Autorzy 2023 - promocja!

Broń słabych

opublikowano: 12 września 2013
Broń słabych

"Kiedy rządzący gwiżdżą na społeczeństwo i jego prawa, trudno się dziwić, że przedstawiciele społeczeństwa gwiżdżą na nich" - pisze na łamach tygodnika "wSieci", w artykule pt. "Broń słabych", Marcin Wolski.
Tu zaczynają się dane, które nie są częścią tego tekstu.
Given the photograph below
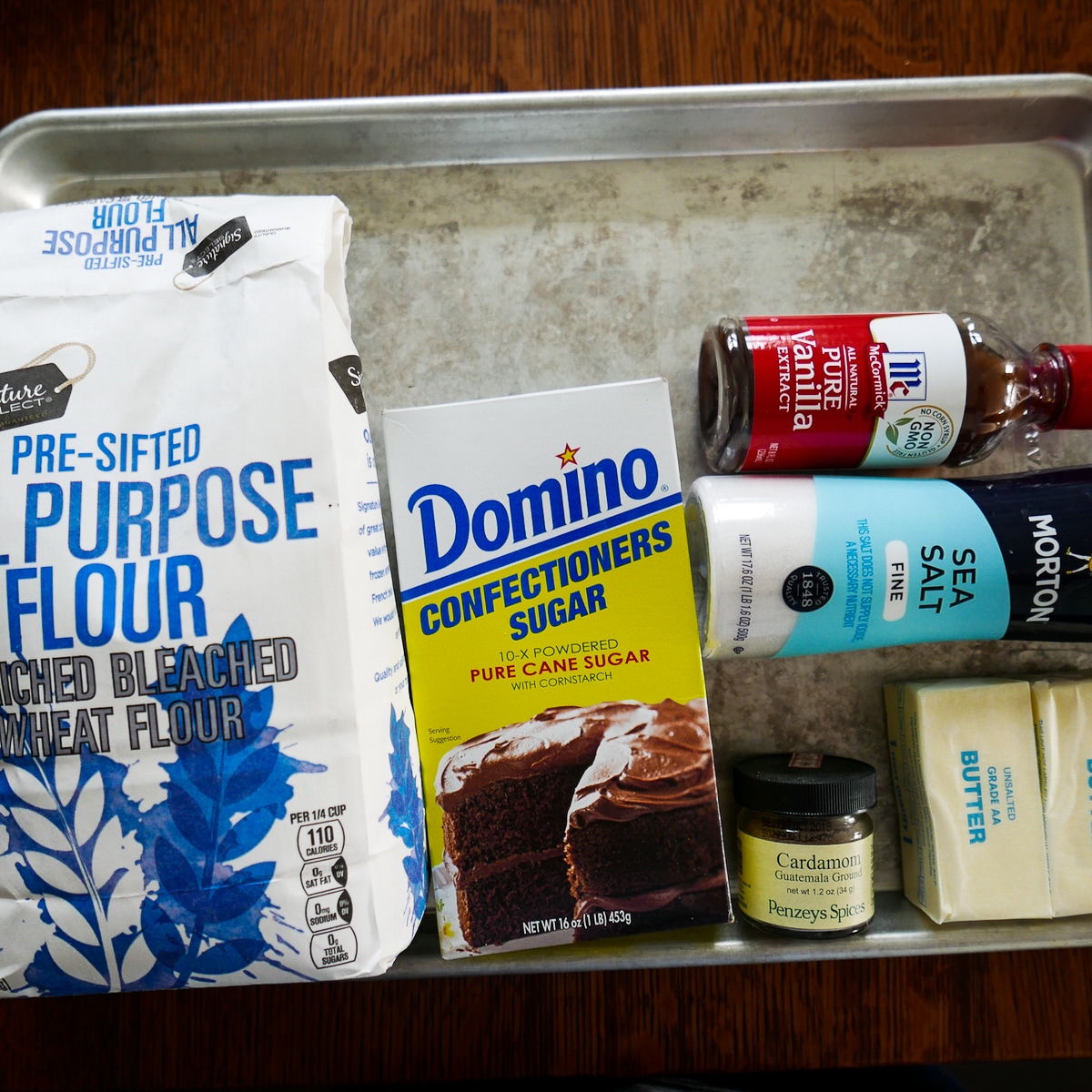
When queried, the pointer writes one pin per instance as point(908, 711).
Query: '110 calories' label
point(855, 390)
Poniżej prezentujemy fragment felietonu:

"Różne są próby zdefiniowania kolejnej fazy III Rzeczypospolitej. Chyba najtrafniej pasuje tutaj hasło (użyte przez Tomka Terlikowskiego) „Polska według Kiepskich”, przy czym wszechogarniająca kiepskość, chociaż z góry pochodzi, znajduje niestety oddźwięk na dole. Słowa Andrzeja Leppera: „Wersalu nie będzie” brzmią jak ponure proroctwo, zwłaszcza w czasach, kiedy proste określenie w rodzaju „wyrażenia nieparlamentarne” dokładnie odwróciło swój sens.
Dziś to język parlamentarzystów wyznacza kierunki chamstwa i plugastwa, a rozmaite typy, jak Palikot czy Niesiołowski, używają sformułowań kiedyś, gdy na rynku pojawiło się „Nie”, szokujących, lecz dziś tolerowanych przez ich mocodawców. Na panujące obecnie w tych kręgach maniery Janek Pietrzak znalazł znakomitą nazwę: „Cham life”. Dlatego trudno powstrzymać uśmiech politowania, kiedy „łże-autorytety” ze wspomnianego „cham life’u” zaczynają ronić krokodyle łzy, widząc, jak wytyczone przez nich standardy zbłądzą pod strzechy. Kiedy przed gwizdami nie chroni ani powaga Kościoła, ani cmentarza, nie mówiąc już o zajmowanym stanowisku czy minionych zasługach wygwizdywanego.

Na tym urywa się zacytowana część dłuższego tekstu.